4. Artists, Labor, and Why I Still Support Human Creativity
I take seriously the concern that AI systems are trained on massive datasets that include the work of human artists who were not asked for consent.
My current commitments:
When I can hire artists, designers, or animators, I do, and I’m happy to credit and pay them. AI visuals are a stopgap, not my ideal state. They fill the gap when: Funding is limited Turnaround is tight The alternative is “no visuals at all”
I’m also open to:
Collaborating with artists who want to build AI-informed but human-led projects Updating these practices as the legal and ethical landscape evolves (e.g., models trained with explicit consent, more transparent datasets, better protections for creators)
If you are an artist with specific concerns—or interested in collaborative work—reach out. I’d rather have a real conversation than argue via comment sections.
5. Transparency and Labelling
Transparency is the minimum ethical standard for using AI.
My commitments here:
If an image is AI-generated, I will: Treat it as conceptual Label it clearly where the context could confuse people If text heavily involves AI assistance, I will: Maintain final editorial control Ensure all claims are checked against real sources Make clear, when relevant, that AI was used in the drafting process
My goal is that a reader or viewer should never have to guess whether something is evidence or illustration.
6. Respect, Harm Reduction, and Sensitive Topics
Working in human origins and deep history means I touch on:
Human remains Past populations who have living descendant communities Themes of race, identity, and humanity
My AI practices sit inside a broader ethical framework:
I do not use AI to: Generate sensationalized or disrespectful images of past or present people Create clickbait around trauma, colonization, or genocide When material involves human remains or descendant communities, I aim to: Stay grounded in respectful, accurate representation Avoid dehumanizing or “monsterizing” depictions Prioritize clarity about what is known, what is hypothesized, and what is imagined
AI is not an excuse to be careless with human stories.
7. Continuous Revision: This Is a Living Document
AI and its ethics are moving targets.
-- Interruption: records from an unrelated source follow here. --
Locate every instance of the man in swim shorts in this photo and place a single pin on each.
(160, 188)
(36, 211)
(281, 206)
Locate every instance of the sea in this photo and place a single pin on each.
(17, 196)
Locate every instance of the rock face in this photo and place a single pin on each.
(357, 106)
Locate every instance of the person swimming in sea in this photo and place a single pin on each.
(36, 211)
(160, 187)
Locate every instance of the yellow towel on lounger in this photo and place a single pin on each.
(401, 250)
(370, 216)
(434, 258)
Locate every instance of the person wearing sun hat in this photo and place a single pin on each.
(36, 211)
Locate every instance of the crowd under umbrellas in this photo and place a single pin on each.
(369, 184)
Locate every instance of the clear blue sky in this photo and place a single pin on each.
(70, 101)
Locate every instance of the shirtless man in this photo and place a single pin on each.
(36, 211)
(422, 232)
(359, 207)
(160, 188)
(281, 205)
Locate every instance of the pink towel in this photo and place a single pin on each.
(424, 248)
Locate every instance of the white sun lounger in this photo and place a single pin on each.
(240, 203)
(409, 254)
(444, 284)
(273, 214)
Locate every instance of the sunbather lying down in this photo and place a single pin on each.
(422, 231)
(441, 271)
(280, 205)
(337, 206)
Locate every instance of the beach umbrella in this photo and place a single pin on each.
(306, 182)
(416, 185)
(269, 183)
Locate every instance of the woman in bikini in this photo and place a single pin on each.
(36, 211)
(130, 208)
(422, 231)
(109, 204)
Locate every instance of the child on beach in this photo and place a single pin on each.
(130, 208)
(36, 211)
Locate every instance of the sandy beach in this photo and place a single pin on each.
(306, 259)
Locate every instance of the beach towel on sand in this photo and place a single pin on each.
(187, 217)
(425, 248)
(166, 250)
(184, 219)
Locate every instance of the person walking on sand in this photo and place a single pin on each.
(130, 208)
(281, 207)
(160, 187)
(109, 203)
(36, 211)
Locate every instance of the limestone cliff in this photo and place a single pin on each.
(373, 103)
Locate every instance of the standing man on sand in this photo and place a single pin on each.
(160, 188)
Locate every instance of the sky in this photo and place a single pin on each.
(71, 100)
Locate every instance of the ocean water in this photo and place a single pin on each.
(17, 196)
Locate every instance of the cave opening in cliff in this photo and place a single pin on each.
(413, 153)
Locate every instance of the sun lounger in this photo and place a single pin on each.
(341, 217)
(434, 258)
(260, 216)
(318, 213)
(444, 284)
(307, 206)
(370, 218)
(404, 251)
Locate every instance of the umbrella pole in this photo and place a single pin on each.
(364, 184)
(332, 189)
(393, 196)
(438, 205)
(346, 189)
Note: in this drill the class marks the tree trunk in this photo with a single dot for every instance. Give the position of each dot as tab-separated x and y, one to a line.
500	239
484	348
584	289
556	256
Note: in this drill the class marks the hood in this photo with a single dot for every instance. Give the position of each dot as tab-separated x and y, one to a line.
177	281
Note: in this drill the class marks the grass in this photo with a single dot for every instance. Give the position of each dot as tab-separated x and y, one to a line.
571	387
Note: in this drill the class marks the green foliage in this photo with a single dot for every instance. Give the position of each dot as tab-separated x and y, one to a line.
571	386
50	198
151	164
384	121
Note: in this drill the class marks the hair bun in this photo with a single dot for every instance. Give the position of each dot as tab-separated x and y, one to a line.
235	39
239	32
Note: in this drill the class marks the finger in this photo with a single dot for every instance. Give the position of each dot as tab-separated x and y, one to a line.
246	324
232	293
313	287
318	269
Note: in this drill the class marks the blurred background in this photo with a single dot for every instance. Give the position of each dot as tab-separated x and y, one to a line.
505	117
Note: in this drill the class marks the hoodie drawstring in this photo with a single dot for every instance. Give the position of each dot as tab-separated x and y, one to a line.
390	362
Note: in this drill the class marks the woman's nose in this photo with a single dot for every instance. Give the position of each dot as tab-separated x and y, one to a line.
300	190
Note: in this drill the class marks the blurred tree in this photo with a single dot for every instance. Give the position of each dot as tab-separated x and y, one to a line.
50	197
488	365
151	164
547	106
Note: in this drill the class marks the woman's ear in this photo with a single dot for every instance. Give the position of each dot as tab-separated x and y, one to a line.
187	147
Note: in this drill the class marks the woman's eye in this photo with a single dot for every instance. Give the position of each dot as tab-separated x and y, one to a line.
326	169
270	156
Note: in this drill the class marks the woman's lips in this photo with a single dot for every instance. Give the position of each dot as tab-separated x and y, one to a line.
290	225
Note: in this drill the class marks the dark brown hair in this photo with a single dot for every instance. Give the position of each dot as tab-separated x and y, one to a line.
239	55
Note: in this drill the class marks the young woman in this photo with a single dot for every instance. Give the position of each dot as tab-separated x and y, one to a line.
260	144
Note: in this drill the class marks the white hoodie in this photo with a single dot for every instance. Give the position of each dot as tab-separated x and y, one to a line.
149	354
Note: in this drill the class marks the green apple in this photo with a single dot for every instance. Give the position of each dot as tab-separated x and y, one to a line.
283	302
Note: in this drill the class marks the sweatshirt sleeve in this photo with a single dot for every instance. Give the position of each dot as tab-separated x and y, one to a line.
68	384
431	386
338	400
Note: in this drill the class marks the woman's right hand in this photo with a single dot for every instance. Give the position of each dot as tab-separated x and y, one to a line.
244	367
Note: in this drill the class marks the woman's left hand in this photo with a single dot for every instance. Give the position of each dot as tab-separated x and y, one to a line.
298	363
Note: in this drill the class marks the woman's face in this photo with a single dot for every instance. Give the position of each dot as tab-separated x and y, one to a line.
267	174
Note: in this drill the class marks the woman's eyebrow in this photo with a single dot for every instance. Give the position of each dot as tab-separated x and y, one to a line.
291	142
The point of this page isn’t to claim I’ve solved it once and for all. It’s to:
Make my current principles visible Give you something concrete to critique or discuss Hold myself publicly accountable to better standards over time
I expect to revise these guidelines as:
New tools emerge Better ethical frameworks develop I learn from colleagues, artists, students, and community members
If you have specific, constructive concerns—for example:
“This image misrepresents X fossil because…” “This caption could mislead people about what we actually know…”
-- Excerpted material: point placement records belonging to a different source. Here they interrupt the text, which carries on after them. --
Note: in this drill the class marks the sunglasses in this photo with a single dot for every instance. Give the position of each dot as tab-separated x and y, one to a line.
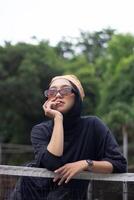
52	92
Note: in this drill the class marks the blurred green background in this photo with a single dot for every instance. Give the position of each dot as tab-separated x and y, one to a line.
102	60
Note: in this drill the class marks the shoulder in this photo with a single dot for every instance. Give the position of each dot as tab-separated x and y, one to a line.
97	124
92	120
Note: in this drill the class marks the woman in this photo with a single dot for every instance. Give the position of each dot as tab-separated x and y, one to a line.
69	144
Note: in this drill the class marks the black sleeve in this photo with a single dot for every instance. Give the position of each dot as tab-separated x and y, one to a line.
108	149
43	158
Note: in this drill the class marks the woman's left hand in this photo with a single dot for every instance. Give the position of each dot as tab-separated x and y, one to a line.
66	172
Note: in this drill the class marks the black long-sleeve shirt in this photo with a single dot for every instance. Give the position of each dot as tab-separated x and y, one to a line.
89	139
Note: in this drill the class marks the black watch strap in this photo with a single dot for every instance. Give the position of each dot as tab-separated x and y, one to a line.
90	164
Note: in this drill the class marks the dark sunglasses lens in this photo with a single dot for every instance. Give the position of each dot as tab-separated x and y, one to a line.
66	91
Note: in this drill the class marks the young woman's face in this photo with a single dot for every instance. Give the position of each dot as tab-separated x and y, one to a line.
61	91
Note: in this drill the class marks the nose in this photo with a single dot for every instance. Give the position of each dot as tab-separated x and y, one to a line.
58	94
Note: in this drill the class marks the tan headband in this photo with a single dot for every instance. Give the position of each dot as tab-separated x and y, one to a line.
74	80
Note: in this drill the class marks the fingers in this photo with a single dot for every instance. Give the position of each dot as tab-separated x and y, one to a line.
64	173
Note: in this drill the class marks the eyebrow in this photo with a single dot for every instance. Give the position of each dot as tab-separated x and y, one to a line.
61	86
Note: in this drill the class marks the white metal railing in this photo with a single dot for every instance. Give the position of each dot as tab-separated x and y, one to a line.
41	172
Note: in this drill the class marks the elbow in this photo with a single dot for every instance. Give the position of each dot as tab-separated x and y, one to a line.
49	161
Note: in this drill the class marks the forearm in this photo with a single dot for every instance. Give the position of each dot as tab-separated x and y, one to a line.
99	167
56	143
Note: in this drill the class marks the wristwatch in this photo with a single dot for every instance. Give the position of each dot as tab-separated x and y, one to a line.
90	164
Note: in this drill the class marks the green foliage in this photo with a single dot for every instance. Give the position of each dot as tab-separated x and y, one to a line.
26	70
102	60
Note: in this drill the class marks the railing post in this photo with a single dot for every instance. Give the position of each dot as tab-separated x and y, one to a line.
0	153
125	191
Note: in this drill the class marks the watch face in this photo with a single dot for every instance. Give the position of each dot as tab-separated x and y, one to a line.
90	163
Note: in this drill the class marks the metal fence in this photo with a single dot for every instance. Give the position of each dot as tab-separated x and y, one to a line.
101	186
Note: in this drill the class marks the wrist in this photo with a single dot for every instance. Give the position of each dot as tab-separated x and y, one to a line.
89	164
58	116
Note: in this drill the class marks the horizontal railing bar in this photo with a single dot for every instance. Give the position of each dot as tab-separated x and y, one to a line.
41	172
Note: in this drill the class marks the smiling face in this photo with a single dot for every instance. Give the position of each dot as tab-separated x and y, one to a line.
65	98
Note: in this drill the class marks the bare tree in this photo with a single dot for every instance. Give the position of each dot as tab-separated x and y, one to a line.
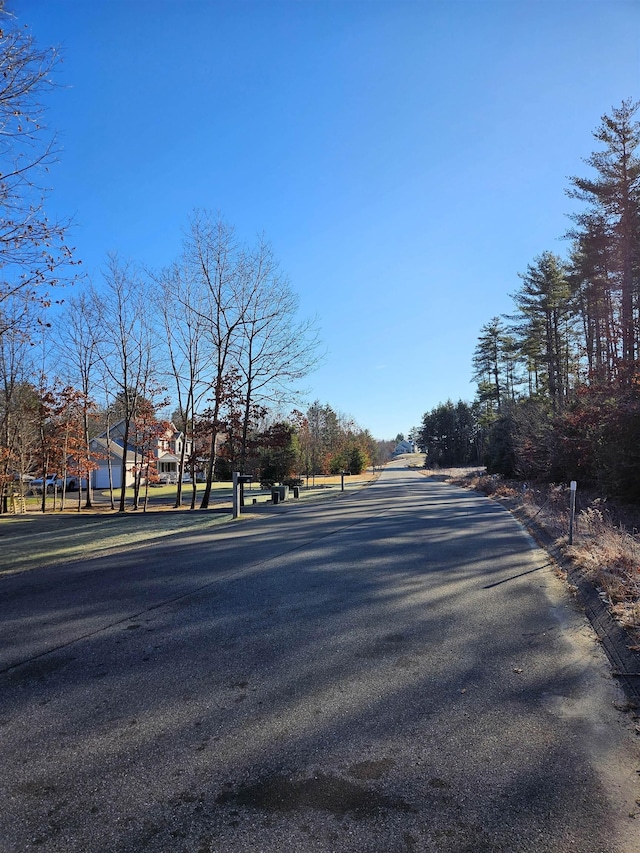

—then I’m very open to hearing them. Vague “AI bad” comments are not very actionable. Concrete critique is.
8. Summary: What You Can Expect from My AI Use
If you follow my work, here’s what you can expect:
AI is used: To brainstorm and draft text, which I then edit and fact-check To generate conceptual illustrations and memes that support educational content AI is not used: As a replacement for reading the literature As a source of data or evidence To make unlabelled “realistic” reconstructions that blur the line between concept art and evidence I aim to: Be transparent about AI use Avoid misleading audiences Respect human creators and communities Update my practices in response to well-founded critique
If we’re going to tell the story of us—humans, in all our weird, ancient, creative glory—then the tools we use should be handled with care, honesty, and a willingness to improve. That’s what I’m committing to here.